Gov. Jim Gibbons and first lady Dawn Gibbons spent about three hours in a closed-door Reno courtroom Thursday going over issues to be resolved in their pending divorce case.
The status conference before Family Court Judge Frances Doherty resulted in some progress but the process has been complicated because the first-term Republican governor broke an agreement to not talk publicly about the case, Dawn Gibbons' lawyer, Cal Dunlap, said today.
Gary Silverman, the governor's attorney in the divorce case, didn't immediately return calls seeking comment. Gibbons told reporters Thursday as he left the courtroom that he would have no comment about the proceedings. Dawn Gibbons also didn't comment.
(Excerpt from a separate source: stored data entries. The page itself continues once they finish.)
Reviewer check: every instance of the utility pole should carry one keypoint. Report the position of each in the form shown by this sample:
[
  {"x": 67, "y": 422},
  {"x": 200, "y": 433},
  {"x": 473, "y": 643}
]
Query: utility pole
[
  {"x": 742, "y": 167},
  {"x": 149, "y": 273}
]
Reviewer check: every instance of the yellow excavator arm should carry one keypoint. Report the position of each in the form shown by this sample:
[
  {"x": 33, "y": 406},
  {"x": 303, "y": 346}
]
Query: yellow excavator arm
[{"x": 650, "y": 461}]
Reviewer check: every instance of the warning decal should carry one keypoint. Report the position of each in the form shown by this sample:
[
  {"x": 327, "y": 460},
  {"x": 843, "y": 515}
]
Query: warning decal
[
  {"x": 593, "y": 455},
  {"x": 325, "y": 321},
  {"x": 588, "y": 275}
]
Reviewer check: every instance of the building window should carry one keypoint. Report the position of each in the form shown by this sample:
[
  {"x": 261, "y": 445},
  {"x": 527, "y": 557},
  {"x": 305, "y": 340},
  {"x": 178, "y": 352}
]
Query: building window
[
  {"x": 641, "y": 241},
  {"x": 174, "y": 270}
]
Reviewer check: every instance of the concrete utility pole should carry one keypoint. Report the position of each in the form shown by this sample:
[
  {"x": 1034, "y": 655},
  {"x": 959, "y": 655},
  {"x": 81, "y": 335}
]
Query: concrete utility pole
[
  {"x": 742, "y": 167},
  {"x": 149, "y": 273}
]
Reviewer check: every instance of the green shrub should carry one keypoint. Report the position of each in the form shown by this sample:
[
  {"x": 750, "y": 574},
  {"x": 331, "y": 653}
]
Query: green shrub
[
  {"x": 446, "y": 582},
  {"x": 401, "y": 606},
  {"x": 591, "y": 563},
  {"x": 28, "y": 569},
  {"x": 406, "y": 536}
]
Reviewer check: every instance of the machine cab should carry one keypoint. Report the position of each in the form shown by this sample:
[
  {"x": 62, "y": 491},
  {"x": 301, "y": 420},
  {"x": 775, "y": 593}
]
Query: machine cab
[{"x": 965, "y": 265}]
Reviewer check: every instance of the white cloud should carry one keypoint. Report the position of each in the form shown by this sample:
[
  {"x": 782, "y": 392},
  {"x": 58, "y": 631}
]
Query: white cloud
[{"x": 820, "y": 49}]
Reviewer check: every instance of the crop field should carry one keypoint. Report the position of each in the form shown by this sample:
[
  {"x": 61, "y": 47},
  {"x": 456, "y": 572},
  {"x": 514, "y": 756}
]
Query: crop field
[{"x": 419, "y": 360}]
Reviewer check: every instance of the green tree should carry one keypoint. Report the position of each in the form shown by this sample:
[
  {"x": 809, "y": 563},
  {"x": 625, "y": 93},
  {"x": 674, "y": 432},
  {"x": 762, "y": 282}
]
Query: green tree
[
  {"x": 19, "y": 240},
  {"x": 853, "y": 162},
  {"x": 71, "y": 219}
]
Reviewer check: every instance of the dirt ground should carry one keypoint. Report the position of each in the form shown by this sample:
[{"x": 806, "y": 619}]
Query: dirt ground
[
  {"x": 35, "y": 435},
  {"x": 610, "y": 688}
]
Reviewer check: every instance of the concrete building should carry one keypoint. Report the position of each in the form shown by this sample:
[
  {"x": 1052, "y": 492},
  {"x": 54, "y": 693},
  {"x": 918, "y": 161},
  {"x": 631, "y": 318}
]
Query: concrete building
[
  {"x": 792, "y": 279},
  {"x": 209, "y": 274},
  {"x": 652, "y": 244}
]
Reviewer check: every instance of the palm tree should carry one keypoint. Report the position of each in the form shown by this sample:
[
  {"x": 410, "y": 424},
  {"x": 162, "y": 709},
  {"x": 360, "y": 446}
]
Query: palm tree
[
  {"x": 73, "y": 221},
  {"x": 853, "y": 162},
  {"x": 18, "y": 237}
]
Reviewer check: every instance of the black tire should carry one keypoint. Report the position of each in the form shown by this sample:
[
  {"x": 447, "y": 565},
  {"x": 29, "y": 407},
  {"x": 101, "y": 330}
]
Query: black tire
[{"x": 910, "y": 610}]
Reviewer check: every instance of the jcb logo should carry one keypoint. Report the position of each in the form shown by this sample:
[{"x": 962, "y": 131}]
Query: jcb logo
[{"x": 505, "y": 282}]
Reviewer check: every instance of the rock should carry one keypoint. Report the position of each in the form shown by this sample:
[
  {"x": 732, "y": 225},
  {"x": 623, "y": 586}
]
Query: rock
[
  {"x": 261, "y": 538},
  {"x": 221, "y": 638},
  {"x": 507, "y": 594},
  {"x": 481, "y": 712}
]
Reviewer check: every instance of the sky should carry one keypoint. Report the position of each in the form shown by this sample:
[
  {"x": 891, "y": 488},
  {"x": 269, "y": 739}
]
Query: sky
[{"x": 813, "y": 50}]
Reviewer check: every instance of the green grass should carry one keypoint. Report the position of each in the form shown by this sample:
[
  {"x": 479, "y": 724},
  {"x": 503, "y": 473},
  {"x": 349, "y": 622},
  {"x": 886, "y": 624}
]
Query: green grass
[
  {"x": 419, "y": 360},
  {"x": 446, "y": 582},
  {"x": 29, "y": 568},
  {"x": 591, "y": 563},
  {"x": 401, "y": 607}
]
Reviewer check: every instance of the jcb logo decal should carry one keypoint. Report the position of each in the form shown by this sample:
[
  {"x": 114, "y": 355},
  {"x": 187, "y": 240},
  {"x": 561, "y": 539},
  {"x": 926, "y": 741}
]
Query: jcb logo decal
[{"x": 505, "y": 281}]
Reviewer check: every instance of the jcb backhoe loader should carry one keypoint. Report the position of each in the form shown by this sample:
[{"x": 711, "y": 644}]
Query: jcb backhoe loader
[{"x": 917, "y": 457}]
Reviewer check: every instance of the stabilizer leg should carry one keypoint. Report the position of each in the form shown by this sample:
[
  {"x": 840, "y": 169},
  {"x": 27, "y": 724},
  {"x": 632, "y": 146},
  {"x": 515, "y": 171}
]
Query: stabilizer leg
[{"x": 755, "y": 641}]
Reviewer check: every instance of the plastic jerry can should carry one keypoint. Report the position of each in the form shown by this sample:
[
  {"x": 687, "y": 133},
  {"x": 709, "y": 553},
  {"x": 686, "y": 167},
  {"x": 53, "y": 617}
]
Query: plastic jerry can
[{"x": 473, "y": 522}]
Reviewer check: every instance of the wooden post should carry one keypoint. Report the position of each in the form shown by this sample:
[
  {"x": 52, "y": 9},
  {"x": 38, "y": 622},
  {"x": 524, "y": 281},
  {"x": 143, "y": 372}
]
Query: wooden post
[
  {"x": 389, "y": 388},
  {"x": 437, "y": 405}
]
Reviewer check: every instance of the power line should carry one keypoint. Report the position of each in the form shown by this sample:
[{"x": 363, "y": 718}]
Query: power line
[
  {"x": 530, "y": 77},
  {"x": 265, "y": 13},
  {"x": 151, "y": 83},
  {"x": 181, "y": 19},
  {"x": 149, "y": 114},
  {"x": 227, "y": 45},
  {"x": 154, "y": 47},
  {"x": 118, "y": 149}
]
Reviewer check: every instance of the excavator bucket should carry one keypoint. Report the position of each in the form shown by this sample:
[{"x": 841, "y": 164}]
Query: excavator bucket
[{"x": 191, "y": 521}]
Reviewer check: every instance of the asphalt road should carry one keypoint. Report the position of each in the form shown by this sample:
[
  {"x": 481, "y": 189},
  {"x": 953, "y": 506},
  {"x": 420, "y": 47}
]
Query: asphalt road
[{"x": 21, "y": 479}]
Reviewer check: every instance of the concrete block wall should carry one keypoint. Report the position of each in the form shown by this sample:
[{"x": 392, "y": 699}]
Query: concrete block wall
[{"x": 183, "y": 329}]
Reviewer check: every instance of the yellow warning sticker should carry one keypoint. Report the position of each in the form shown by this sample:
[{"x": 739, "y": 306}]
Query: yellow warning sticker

Dunlap said Gibbons' breaking of the agreement to not talk means the governor can no longer have the case sealed. After Gibbons filed for divorce in May, citing incompatibility, Dawn Gibbons moved for public proceedings, saying the governor was involved with another woman and relied on an unconstitutional law in getting a Carson City judge to seal the case.
Gibbons, 63, has denied having any romantic involvements with other women, although he has been seen in public with two women who he has described as friends.
In June, Gibbons apologized for using a state-owned cell phone to send more than 860 text messages over several weeks last year to one of the women, the estranged wife of a Reno doctor. He denied that the messages were "love notes."
In July, Gibbons, who has been married to Dawn Gibbons for about 22 years, also told an interviewer that he doesn't want to be "a lonely governor" and plans on dating " but didn't have a girlfriend.
Dawn Gibbons, 54, is staying in a guest house on the grounds of the governor's mansion in Carson City. Gibbons has asked for a court order awarding him sole occupancy of the taxpayer-supported mansion and awarding his estranged wife occupancy of their Reno home.